Etika birokrasi berkaitan erat dengan moralitas dan mentalitas aparat birokrasi dalam melaksanakan fungsi-fungsi pemerintahan itu sendiri yang tercermin dalam fungsi pokok pemerintahan: fungsi pelayanan, pengaturan/regulasi dan fungsi pemberdayaan masyarakat.
Etika penting dalam birokrasi. Pertama, masalah yang ada dalam birokrasi semakin lama semakin komplek. Kedua, keberhasilan pembangunan yang telah meningkatkan dinamika dan kecepatan perubahan dalam lingkungan birokrasi. Birokrasi melakukan adjusment (penyesuaian) yang menuntut discretionary power (kekuatan pertimbangan/kebijaksanaan) yang besar.
Pemerintah memiliki pola prilaku yang wajib dijadikan sebagai pedoman atau kode etik berlaku bagi setiap aparaturnya. Etika dalam birokrasi harus ditimbulkan dengan berlandaskan pada paham dasar yang mencerminkan sistem yang hidup dalam masyarakat harus dipedomani serta diwujudkan oleh setiap aparat dalam hidup bermasyarakat, berbangsa dan bernegara. Secara umum nilai-nilai suatu etika yang perlu dijadikan pedoman dan perlu dipraktekkan secara operasional antara lain:
 Aparat wajib mengabdi kepada kepentingan umum
 Aparat adalah motor penggerak “head“ dan “heart“ bagi kehidupan bermasyarakat, berbangsa dan bernegara
 Aparat harus berdiri di tengah-tengah, bersikap terbuka dan tidak memihak (mediator)
 Aparat harus jujur, bersih dan berwibawa
 Aparat harus bersifat diskresif, bisa membedakan mana yang rahasia dan tidak rahasia, mana yang penting dan tidak penting
 Aparat harus selalu bijaksana dan sebagai pengayom.
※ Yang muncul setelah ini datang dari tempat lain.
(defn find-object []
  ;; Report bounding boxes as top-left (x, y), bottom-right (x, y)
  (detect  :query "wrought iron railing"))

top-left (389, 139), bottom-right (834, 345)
Berbagai sifat psikis, kepribadian (jatidiri), harga diri, kejujuran yang diisyaratkan oleh teori sifat pada hakikatnya merupakan kode etik bagi siapapun yang akan bertugas sebagai aparat. Aparat seyogyianya tidak bekerja terkotak-kotak, menganggap dialah yang penting atau menentukan, seharusnya aparatur bekerja secara menyeluruh. Oleh sebab itu tidak hanya mementingkan bidangnya sendiri-sendiri. Dalam kaitan itu dipandang penting pula koordinasi, sinkronisasi, integrasi. Sehingga dapat berbuat dan bertindak sesuai dengan tingkah laku dan perilaku aparatur yang terpuji.
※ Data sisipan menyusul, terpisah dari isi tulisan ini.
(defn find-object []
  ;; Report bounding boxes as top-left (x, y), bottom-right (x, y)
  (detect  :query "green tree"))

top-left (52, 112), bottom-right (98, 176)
Etika terbentuk dari aturan pertimbangan yang tinggi. Yaitu benar vs tidak benar dan pantas vs tidak pantas. Prilaku dan tindakan aparat birokrasi dalam melaksanakan fungsi dan kerjanya, apakah ia menyimpang dari aturan dan ketentuan atau tidak, untuk itu perlu aturan yang tegas dan nyata, sebab berbicara tentang etika biasanya tidak tertulis dan sanksinya berupa sanksi sosial yang situasional dan kondisional tergantung tradisi dan kebiasaan masyarakat tersebut. Maka dituntut adanya payung hukum.
Peraturan kepegawaian sebagai bagian dari penerapan etika birokrasi. Peraturan ini tertuang dalam Kode Etik Pegawai Negeri. Akan tetapi kode etik ini belum kentara hasil dan fungsinya. Namun, dengan kode etik ini mengupayakan aparat birokrasi yang lebih jujur, bertanggung jawab, disiplin, rajin, memiliki moral yang baik, tidak melakukan perbuatan tercela seperti korupsi, kolusi dan nepotisme. Oleh karena itu, perlu usaha dan latihan serta penegakan sanksi yang tegas dan jelas kepada mereka yang melanggar kode etik atau aturan yang ditetapkan.
Ada beberapa hal yang perlu dihindari oleh birokrasi, antara lain :
• Ikut serta dalam transaksi bisnis pribadi atau perusahaan swasta untuk keuntungan pribadi dengan mengatasnamakan jabatan kedinasan,
• Menerima segala sesuatu hadiah dari pihak swasta pada saat ia melakukan transaksi untuk kepentingan dinas,
• Membicarakan masa depan peluang kerja diluar instansi pada saat ia berada dalam tugas-tugas sebagai pejabat pemerintah,
• Membocorkan informasi komersial/ekonomis yang bersifat rahasia kepada pihak-pihak yang tidak berhak,
• Terlalu erat berurusan dengan orang-orang diluar instansi pemerintah yang dalam menjalankan bisnis pokoknya tergantung izin pemerintah.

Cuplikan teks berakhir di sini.